Lathrolestes luteolator

Scientific classification
- Kingdom: Animalia
- Phylum: Arthropoda
- Clade: Pancrustacea
- Class: Insecta
- Order: Hymenoptera
- Family: Ichneumonidae
- Genus: Lathrolestes
- Species: L. luteolator
- Binomial name: Lathrolestes luteolator (Gravenhorst, 1829)
- Synonyms: L. caliroae (Rohwer, 1915); L. eriocampoides (Rohwer, 1915); L. gorskii (Ratzeburg, 1852); L. mentalis (Davis, 1897); L. nigriventris (Ashmead, 1902); L. scutellatus (Ashmead, 1890); L. suburbis (Davis, 1897);

= Lathrolestes luteolator =

- Authority: (Gravenhorst, 1829)
- Synonyms: L. caliroae (Rohwer, 1915), L. eriocampoides (Rohwer, 1915), L. gorskii (Ratzeburg, 1852), L. mentalis (Davis, 1897), L. nigriventris (Ashmead, 1902), L. scutellatus (Ashmead, 1890), L. suburbis (Davis, 1897)

Species of wasp

Lathrolestes luteolator is a species of wasp in the family Ichneumonidae. It is native to North America and is a parasitoid of various species of sawfly larvae. In the 1990s, it started to parasitise the larvae of the invasive amber-marked birch leaf miner in Alberta. When this pest spread to Alaska, the wasp was used in biological pest control.

==Ecology==
Like other parasitic wasps in the family Ichneumonidae, the adult female L. luteolator uses its ovipositor to lay eggs inside the body of its prey, usually the larval stage of a sawfly larva, often a leaf miner. When the eggs hatch, the carnivorous larvae live in and consume the body of their host. Various sawfly larvae are attacked including the red oak leaf miner (Profenusa alumna). In Alberta, the host is the "pear slug" (Caliroa cerasi), which is not a mollusc but the larva of a sawfly.

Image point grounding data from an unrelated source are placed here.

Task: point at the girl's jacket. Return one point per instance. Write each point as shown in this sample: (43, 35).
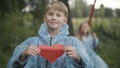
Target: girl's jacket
(44, 38)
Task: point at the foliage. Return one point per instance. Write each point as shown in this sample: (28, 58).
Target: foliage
(108, 31)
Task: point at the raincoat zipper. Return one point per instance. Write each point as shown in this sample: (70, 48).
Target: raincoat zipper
(50, 45)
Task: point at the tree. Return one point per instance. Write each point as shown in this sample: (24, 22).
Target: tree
(117, 11)
(108, 12)
(101, 11)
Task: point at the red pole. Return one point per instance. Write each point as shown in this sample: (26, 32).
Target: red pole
(91, 14)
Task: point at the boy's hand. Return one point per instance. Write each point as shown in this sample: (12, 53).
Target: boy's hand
(31, 50)
(72, 53)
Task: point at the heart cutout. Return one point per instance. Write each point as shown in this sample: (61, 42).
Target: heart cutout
(51, 53)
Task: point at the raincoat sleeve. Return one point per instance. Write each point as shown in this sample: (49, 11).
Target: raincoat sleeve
(94, 42)
(17, 52)
(86, 61)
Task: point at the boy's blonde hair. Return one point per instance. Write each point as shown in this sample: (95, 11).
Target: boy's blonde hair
(57, 5)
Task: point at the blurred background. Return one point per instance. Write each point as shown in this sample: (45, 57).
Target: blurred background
(20, 19)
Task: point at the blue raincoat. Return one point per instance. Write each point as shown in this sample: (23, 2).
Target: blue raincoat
(44, 39)
(90, 44)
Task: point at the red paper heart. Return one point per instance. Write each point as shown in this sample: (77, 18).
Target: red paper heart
(51, 53)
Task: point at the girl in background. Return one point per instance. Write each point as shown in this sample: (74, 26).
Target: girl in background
(90, 42)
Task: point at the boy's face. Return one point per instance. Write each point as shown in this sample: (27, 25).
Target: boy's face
(85, 28)
(55, 19)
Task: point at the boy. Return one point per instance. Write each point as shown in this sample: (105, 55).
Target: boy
(53, 31)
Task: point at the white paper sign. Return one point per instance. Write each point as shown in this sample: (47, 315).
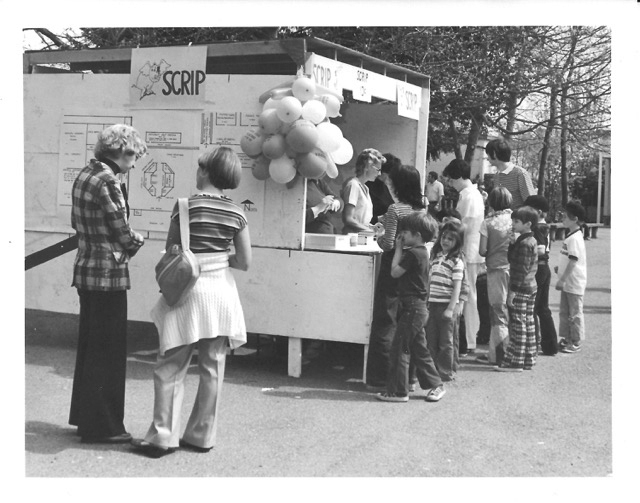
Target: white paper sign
(361, 89)
(168, 77)
(409, 100)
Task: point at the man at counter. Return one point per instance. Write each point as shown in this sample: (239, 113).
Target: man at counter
(321, 202)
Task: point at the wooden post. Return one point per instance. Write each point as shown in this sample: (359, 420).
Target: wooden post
(295, 357)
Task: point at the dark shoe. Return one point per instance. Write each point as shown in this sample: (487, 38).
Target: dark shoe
(151, 450)
(186, 445)
(123, 438)
(392, 397)
(501, 368)
(435, 394)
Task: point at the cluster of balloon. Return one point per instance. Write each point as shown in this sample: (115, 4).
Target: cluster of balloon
(295, 135)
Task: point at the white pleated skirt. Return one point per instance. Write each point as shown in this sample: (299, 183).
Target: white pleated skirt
(211, 309)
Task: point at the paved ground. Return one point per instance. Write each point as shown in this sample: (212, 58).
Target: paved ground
(555, 421)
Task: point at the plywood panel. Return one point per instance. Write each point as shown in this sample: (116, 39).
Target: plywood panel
(312, 295)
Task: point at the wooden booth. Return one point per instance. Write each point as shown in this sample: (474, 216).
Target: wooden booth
(211, 97)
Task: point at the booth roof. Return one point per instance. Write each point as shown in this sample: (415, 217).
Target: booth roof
(269, 57)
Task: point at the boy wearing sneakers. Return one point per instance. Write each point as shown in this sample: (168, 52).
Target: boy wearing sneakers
(410, 265)
(572, 279)
(545, 328)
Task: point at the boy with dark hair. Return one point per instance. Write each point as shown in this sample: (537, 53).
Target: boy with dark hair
(545, 328)
(523, 265)
(471, 207)
(514, 178)
(572, 281)
(410, 265)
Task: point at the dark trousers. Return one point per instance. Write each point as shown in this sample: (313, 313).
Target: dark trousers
(544, 320)
(383, 324)
(484, 310)
(410, 345)
(97, 400)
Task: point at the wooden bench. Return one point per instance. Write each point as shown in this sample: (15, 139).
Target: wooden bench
(557, 231)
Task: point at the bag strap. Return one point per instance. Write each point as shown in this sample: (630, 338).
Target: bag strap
(183, 209)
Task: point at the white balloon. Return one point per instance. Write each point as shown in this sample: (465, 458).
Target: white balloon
(303, 88)
(314, 111)
(332, 169)
(269, 104)
(344, 153)
(282, 170)
(332, 104)
(289, 109)
(329, 136)
(269, 121)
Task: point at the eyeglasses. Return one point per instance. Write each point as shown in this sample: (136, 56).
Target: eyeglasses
(133, 152)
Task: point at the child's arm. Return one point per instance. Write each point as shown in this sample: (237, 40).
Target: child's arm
(567, 272)
(396, 269)
(483, 245)
(455, 295)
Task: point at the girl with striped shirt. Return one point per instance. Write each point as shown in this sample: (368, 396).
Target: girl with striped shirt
(446, 275)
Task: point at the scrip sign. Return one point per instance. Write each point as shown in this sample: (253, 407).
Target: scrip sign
(168, 77)
(409, 100)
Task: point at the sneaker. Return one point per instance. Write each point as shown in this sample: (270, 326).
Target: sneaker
(392, 397)
(435, 394)
(571, 348)
(501, 368)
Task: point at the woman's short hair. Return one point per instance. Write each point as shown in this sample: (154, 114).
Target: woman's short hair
(118, 139)
(368, 154)
(419, 222)
(407, 185)
(500, 199)
(498, 149)
(525, 214)
(222, 166)
(391, 162)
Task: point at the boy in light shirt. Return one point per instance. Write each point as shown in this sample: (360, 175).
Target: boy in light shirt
(572, 279)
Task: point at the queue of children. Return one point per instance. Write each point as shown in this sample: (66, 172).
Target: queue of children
(434, 286)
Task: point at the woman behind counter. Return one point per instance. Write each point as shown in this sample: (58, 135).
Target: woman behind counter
(106, 242)
(405, 186)
(358, 207)
(209, 319)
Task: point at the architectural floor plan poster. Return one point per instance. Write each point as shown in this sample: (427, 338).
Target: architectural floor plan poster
(168, 171)
(78, 135)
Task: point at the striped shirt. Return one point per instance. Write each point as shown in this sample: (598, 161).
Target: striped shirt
(523, 261)
(105, 239)
(442, 273)
(394, 213)
(517, 181)
(213, 222)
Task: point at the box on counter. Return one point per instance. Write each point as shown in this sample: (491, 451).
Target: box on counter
(326, 241)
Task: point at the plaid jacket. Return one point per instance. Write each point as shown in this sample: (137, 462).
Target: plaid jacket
(105, 240)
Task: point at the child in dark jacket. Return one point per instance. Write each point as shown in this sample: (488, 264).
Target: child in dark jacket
(410, 265)
(523, 265)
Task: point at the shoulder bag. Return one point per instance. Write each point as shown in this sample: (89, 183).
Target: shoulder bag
(178, 269)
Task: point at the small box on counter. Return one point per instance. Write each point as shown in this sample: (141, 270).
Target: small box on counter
(326, 241)
(366, 238)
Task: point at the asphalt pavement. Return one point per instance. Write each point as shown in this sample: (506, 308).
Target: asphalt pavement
(553, 423)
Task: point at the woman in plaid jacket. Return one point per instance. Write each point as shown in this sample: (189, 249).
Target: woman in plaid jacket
(106, 242)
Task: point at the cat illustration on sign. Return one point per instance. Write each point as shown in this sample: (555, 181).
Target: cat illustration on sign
(148, 75)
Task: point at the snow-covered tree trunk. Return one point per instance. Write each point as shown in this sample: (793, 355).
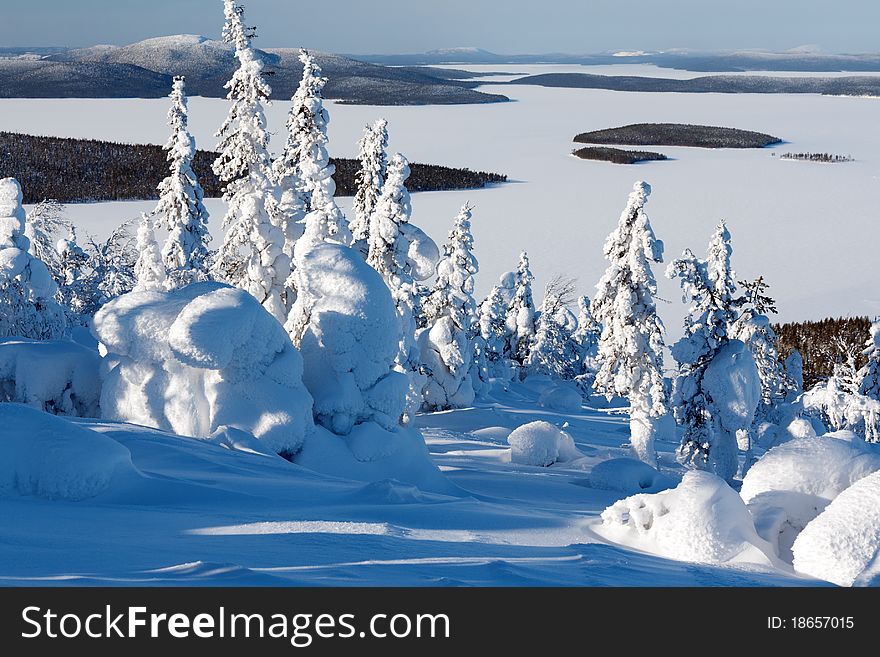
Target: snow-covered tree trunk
(28, 307)
(180, 210)
(451, 312)
(149, 269)
(370, 178)
(252, 256)
(403, 255)
(631, 344)
(520, 319)
(869, 375)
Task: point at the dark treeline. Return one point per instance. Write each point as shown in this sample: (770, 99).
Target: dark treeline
(816, 157)
(617, 155)
(78, 170)
(824, 343)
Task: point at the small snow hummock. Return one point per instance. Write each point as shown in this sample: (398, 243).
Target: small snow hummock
(203, 356)
(629, 475)
(701, 520)
(56, 376)
(50, 457)
(351, 340)
(793, 482)
(842, 545)
(540, 443)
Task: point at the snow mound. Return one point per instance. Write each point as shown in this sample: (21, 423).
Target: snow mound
(793, 482)
(350, 342)
(194, 359)
(629, 475)
(843, 542)
(371, 454)
(50, 457)
(56, 376)
(561, 398)
(701, 520)
(540, 443)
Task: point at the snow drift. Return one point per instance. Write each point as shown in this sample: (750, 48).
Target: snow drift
(49, 457)
(58, 377)
(843, 542)
(194, 359)
(701, 520)
(792, 483)
(540, 443)
(350, 342)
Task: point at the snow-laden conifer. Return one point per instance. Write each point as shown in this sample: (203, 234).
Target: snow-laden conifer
(631, 344)
(252, 256)
(180, 210)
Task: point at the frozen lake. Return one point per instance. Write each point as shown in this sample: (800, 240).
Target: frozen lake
(810, 229)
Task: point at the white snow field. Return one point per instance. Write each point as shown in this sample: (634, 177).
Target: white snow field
(184, 511)
(790, 221)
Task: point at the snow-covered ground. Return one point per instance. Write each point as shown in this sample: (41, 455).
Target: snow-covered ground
(807, 228)
(190, 512)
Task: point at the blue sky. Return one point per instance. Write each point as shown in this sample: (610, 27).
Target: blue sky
(508, 26)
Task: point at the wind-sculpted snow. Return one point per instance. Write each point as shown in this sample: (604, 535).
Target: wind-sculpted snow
(49, 457)
(56, 376)
(195, 359)
(842, 545)
(351, 340)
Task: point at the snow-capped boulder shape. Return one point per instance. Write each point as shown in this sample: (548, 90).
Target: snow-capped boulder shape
(27, 292)
(731, 380)
(56, 376)
(630, 476)
(701, 520)
(540, 443)
(843, 542)
(49, 457)
(203, 356)
(793, 482)
(561, 397)
(350, 341)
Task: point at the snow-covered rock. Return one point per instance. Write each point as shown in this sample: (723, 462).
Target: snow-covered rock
(371, 453)
(842, 545)
(55, 376)
(351, 340)
(630, 476)
(541, 443)
(197, 358)
(792, 483)
(701, 520)
(49, 457)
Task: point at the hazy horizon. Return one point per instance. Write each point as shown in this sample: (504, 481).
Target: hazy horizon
(402, 27)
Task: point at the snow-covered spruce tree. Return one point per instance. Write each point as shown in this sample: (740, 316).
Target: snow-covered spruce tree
(28, 308)
(631, 343)
(305, 158)
(252, 255)
(493, 331)
(451, 312)
(149, 268)
(869, 375)
(393, 243)
(180, 210)
(717, 389)
(554, 351)
(370, 178)
(586, 337)
(754, 329)
(520, 318)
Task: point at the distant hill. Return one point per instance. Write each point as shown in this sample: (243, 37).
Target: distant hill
(77, 170)
(678, 134)
(144, 69)
(729, 84)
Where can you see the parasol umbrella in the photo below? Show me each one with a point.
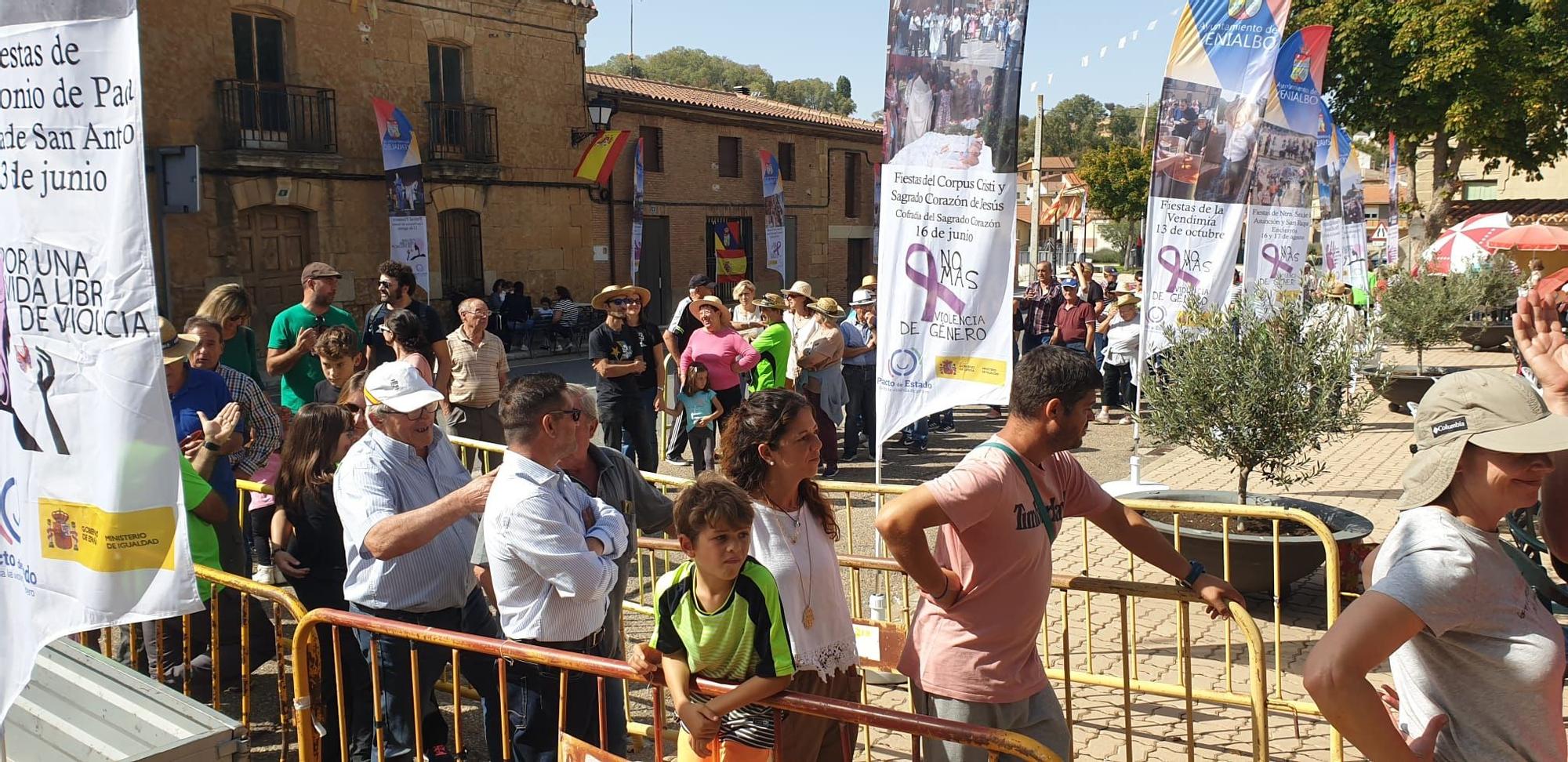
(1531, 238)
(1465, 244)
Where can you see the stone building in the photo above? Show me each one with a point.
(703, 170)
(277, 95)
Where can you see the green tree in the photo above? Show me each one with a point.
(1072, 128)
(1462, 78)
(1119, 184)
(703, 70)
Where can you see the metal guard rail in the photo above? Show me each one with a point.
(990, 739)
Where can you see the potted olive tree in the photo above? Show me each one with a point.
(1494, 289)
(1421, 313)
(1263, 391)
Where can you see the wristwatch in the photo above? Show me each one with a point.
(1194, 572)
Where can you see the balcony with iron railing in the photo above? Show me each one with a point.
(463, 132)
(278, 118)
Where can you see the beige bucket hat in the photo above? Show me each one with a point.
(1484, 408)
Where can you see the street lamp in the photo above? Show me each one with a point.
(600, 114)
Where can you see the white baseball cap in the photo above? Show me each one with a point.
(399, 386)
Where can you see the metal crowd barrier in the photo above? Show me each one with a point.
(992, 741)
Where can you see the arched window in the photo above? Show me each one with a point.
(462, 253)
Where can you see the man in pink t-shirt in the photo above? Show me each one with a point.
(971, 653)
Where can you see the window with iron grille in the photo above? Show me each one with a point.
(446, 74)
(653, 148)
(852, 186)
(786, 161)
(728, 158)
(462, 253)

However, in Alberta in the early 1990s, the wasp adopted a new host and started parasitising the amber-marked birch leaf miner (Profenusa thomsoni), an invasive species that had appeared in the province twenty years earlier and become a major pest of birch trees (Betula). A dramatic collapse in populations of the leaf miner followed, and numbers remain low, seemingly kept under control by the parasitic wasp.

By 2003 the range of the amber-marked birch leaf miner had extended into Alaska, and it was spreading, first throughout the Anchorage Basin, and later into the Eagle River watershed and the Matanuska-Susitna Valley and southwards to Bird Ridge, causing serious defoliation of birch trees. A biological control program of the pest using Lathrolestes luteolator was initiated in 2004.